December 26, 2012 | By Tekoa Da Silva
Buried in Bloomberg last Friday, was an article published which quietly reminded the markets a clearinghouse system collapse is still a possibility. It was interesting that the article was published just before the holiday retreat and no doubt attracted very little attention.
In the article, former banking executive Satyajit Das breaks down just how easily a clearinghouse system collapse could occur. It could be as simple as a single trader loading up on too many futures contracts, and in a collapsing market, failing to meet a margin call:
“Das sketched a scenario where a large trader fails to make a margin call. This kindles rumors that a bank handling the trader’s transactions — a clearing member — is short on cash.
Remaining clients rush to pull their trading accounts and cash, forcing the lender into bankruptcy. Questions begin to swirl about whether the remaining clearing members can absorb billions in losses, spurring more runs.
“Bank customers panic, and they start to withdraw money,” he said. “The amount of money needed starts to become problematic. None of this is quantifiable in advance.”
The translation of that simply means: The layers of leverage in the system are so great, that a single customer default can lead to a bank default, which can lead to a clearinghouse default, which can lead to a financial system default.
The article goes on to quote a former futures trader and now college finance professor in saying, “Clearinghouses have been oversold as a way of preventing Armageddon…I just don’t think that realistically you can exclude the possibility that taxpayers could be at risk.”
Lastly, the most interesting comment of all, was that of Lloyd Blankfein, when following the signing of the Frank-Dodd bill (which was designed to reduce financial system risks) he said, “We have to make sure that something that we do to reduce the risk in a once-in-a-20-year storm doesn’t increase the risk in a once-in-a-50-year storm…The regulatory push might make clearinghouses ‘the biggest systemic risk in the world.’”
Reading Between The Lines
In being street smart and understanding the real story is always telegraphed between the lines rather than on them, we must conclude that financial survival in today’s day and age requires real things and real assets. Real assets are gold, silver, farms, commodity production, real estate and more.
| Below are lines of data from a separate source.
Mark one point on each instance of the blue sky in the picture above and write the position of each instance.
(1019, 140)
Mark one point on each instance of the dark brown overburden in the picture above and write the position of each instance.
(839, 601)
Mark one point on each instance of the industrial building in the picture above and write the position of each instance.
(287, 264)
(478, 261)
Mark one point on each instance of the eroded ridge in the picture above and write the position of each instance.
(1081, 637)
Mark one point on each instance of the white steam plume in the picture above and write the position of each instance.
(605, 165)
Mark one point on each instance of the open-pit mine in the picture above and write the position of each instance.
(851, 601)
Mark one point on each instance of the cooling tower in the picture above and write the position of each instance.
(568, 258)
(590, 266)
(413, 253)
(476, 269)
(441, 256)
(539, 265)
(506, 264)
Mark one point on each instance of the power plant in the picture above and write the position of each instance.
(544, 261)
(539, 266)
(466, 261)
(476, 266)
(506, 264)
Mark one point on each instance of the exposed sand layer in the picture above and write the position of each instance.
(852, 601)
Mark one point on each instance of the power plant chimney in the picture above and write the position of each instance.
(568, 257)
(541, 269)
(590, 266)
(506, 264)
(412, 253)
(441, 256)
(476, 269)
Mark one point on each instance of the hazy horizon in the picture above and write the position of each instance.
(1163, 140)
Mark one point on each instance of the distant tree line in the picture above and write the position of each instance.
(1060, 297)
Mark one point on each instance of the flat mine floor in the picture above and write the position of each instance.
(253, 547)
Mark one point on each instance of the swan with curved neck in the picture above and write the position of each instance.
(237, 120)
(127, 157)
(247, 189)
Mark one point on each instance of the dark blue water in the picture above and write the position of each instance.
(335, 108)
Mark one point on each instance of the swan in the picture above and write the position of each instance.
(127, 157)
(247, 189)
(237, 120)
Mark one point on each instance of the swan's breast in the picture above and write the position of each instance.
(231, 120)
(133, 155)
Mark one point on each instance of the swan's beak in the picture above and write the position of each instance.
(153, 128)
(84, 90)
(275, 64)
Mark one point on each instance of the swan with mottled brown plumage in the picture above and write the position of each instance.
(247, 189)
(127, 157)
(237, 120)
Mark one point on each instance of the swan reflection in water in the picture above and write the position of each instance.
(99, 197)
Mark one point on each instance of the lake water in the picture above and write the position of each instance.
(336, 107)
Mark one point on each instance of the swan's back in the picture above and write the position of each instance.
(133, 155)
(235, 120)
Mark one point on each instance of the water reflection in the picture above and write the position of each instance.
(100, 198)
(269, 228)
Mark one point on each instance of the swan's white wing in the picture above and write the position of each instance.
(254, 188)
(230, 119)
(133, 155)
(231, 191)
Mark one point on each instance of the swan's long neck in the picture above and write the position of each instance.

Additionally, for those seeking inflation protection through gold and silver mining stocks, a review of “direct registration” and “paper share certification” may be a key to your financial survival. Corporations and hedge funds are already using these methods, and details on them can be found in my recent report entitled, “BulletProof Shares – How To Protect Your Stock Investments From Broker Bankruptcy & Theft”. As I’ve written about previously,800 accounts at MF Global were holding stocks of individual companies, and those account holders were wiped out with everyone else.